Achieving Successful Projects: Commitment to Project Success

Duncan Ross Russell
The vision of the Association for Project Management (APM) is ‘A world in which all projects succeed with project management as a life skill for all’, but how do we ensure that our projects succeed? In this second article of the series reviewing the APM’s five key project success factors, I discuss the commitment to project success.

Commitment to Project Success

You may be surprised to discover that many organisations embark on a project without the necessary commitment to project success. Large organisations have found that having too many projects running dilutes the commitment to project success. By halting all but the highest priority projects, they are able to focus on supporting the successful delivery of the projects that really matter, moving onto others at a later time, increasing the proportion of successful projects and the return on investment.

What is a commitment to project success?

A commitment to success means:

  • Believing in the project and the benefits it is to deliver;
  • Taking an interest in the progress of a project;
  • Making the business’ resources available to the project team to achieve success.

How do we create and maintain a commitment to success?

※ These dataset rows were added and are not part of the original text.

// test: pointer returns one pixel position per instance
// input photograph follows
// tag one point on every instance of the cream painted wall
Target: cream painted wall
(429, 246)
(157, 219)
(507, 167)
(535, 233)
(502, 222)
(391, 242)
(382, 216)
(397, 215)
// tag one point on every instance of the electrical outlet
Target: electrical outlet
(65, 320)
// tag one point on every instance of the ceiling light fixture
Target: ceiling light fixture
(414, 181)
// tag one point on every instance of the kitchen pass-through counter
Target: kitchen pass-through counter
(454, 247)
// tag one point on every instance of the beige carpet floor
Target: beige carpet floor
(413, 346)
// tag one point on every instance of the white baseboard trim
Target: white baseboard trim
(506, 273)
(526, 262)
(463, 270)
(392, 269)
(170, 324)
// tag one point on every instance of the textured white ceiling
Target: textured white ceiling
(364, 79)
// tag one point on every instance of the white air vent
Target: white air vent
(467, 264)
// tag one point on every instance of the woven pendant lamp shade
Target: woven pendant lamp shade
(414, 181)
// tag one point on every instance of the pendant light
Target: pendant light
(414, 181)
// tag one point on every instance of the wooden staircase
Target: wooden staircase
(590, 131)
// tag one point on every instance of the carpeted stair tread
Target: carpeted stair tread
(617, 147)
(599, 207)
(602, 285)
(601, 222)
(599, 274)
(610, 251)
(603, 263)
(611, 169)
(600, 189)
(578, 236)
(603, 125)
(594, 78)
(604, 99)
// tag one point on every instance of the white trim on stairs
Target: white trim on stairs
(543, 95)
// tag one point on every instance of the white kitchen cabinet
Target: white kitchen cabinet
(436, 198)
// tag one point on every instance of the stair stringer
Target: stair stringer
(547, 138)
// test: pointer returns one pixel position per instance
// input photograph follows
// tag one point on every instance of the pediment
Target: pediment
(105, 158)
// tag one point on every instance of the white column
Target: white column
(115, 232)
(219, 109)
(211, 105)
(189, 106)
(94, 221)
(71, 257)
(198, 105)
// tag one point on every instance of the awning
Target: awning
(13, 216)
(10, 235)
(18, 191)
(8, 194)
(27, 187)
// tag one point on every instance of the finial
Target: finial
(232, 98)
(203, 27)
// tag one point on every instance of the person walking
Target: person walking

  • Commitment to the objectives. The organisation needs to be committed to achieving the stated objectives. For example, if a business has made a significant commercial commitment into building a new facility in which they plan to introduce agile working, a business that is committed to their objectives will see the cultural change dynamics of their project as being as important as the physical building and will ensure that the budget to manage this is provided.
  • Commitment to the Project Team. The organisation needs to be committed to the project team. For example, where the project team has members taken from the 'business as usual' organisation, the business will show commitment by ensuring those individuals are given the time they need to meet their project commitments.  Or, where external parties are appointed, the organisation will show commitment through paying serious attention to the quality of the team appointed and not just the price.
  • Commitment to the Project. The organisation needs to be committed to the project. The project team will need the support and engagement of senior management, outside of the project team, to engage in decision-making. For example, when faced with a decision between two project options - one that will benefit one objective and the other another objective - which option is best? Lower level decisions can be delegated to the project team, but every project will have decisions to make that will fundamentally affect the look and feel of the results. Successful projects engage the appropriate level of organisational leadership in making these decisions. A commitment to the project will also recognise that the role of the project board is to support the team in delivering success.  A board should be primarily focused on how the project is going to meet the objectives and should recognise that completion on time and within budget are important, but secondary to meeting the objectives.
  • Project Sponsors. Good sponsors are key to achieving a commitment to project success as they sit outside the team, creating a bridge back into the wider organisation in order to facilitate this commitment. The project sponsor is there to be a friendly arm around the shoulder of the team, ask how it is going and how they can help, and then deliver the support needed to oil the wheels of success.

Board approval of a stage gate business case is only the start of a commitment to project success.  An organisation that believes in all its projects succeeding will actively commit to the project objectives and the project team, supporting project delivery through effective sponsorship.